I find this very sweet.


(The anthem begins around two-thirds)

Here I can see a sentimental god actually going 'well if you put it like that...' or coming into existence just to receive such a devout and carefully pleasing bequest.

What this means in real terms is that it channels a lot of devotion to the ideal. It was instated, I read, in the second half of the 1600's,  the same period that the famous civil notions were implemented, which resulted out of Hobbes and Locke, who also had this devout relationship with god in their writing; the British seem to understand this about the nature of gods, that they are created by man, but still (or actually, and therefore) fulfill their purpose. You need to build them up using all the senses and emotions on top of imposing or penetrating imaginations based on universal desires, and then they become a momentum unto themselves. Locke was careful to attribute precisely to god what he thought the state required of him.

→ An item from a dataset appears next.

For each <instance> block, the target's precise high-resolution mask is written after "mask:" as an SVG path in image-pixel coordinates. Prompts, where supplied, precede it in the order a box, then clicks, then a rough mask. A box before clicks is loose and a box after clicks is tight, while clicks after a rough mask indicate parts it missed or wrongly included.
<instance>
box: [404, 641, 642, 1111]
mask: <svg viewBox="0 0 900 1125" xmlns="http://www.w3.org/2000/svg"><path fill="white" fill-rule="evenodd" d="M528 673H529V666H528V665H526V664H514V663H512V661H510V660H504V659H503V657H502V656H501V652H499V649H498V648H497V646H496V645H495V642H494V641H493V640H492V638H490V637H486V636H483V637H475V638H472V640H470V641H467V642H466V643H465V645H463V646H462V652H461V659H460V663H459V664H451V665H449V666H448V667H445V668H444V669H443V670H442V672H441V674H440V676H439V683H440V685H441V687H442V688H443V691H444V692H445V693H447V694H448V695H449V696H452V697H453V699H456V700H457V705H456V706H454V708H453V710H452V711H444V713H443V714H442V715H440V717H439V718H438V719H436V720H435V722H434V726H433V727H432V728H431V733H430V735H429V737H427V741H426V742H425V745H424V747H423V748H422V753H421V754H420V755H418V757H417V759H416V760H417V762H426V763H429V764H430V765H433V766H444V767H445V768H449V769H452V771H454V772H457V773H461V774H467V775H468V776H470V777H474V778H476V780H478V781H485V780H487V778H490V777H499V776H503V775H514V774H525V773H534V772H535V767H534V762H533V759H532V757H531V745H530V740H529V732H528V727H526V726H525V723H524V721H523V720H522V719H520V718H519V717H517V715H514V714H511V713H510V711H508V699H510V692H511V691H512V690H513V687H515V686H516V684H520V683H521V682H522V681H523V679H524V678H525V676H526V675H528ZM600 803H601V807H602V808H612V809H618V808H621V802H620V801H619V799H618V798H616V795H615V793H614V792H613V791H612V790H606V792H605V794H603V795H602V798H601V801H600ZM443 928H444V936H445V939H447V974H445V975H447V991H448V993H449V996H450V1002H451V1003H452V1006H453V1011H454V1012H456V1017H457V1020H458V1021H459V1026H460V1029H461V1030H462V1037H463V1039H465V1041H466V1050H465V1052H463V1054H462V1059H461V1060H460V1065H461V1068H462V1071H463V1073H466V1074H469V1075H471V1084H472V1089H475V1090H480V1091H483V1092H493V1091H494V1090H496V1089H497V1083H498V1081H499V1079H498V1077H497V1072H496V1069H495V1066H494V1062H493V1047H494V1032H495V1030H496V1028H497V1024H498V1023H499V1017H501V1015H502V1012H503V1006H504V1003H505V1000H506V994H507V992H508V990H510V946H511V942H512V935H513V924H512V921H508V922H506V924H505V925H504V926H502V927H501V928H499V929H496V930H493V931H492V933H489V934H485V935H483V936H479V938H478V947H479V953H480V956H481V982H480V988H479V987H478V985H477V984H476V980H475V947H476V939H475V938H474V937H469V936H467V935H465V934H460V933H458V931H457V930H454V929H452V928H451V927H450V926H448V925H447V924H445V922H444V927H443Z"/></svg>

With a step back, this appears to be entirely dissimilar to how the Greeks conjured up Athena out of the head of the  indifferent father god. It would be possible for a nation to devise a smoothly functioning god like that only if it has indeed reasoned its way through the necessarily banal problems of society; both ancient Greeks and imperial Englishmen were practical in this sense, whereas expansive Romans and Germans had a greater need to shape man in ways he doesn't necessarily tend to shape himself.

This latter form, discipline, is what I sense the Syrians are now seeking in Germany; at least they will learn it in Germany. The Arabs need the discipline of mind like someone who is dying of thirst needs water. I can't find a more suitable metaphor. But what the western world needs is rather pragmatism, a way to profit of its assets more easily and less tyrannically. We have a lot of unexplored value, namely our ease with the mind.

We can "rune" - ruminate, dwell between the abstract and concrete, we are truly at home when we think. It is very good to display such home-ness, it offers a view of a life outside of the Zoroastrian prison. At least I was pulled into the world of becoming by seeing the symbol no longer as a representation by man of nature but as a self-presentation of nature directly to the mind. It is nature that intimates the runes to Odin, the the seeker of knowledge, wolf god, wind god, wounded one, in his 'suspension of self-interest', as he hangs upside down from the tree and learns of the world from the other side. The runes, as all our archetypical sounds and symbols, stand in between the world and the mind; they were formed as the erosion by the passing of big back and forth, they can be activated to strengthen the bond between being and mind, their functioning is quite simple, natural, and bypasses every formal artifice; logic does not apply, as there is no "false". "A"="A" is negated in full, as the entire explication of the rune is in how it is drawn.

Similarly, sophisticated religions and moral systems do not turn around good and evil or absolute condemnation and absolute belief, but around the forms of daily life and the life that is poured into them.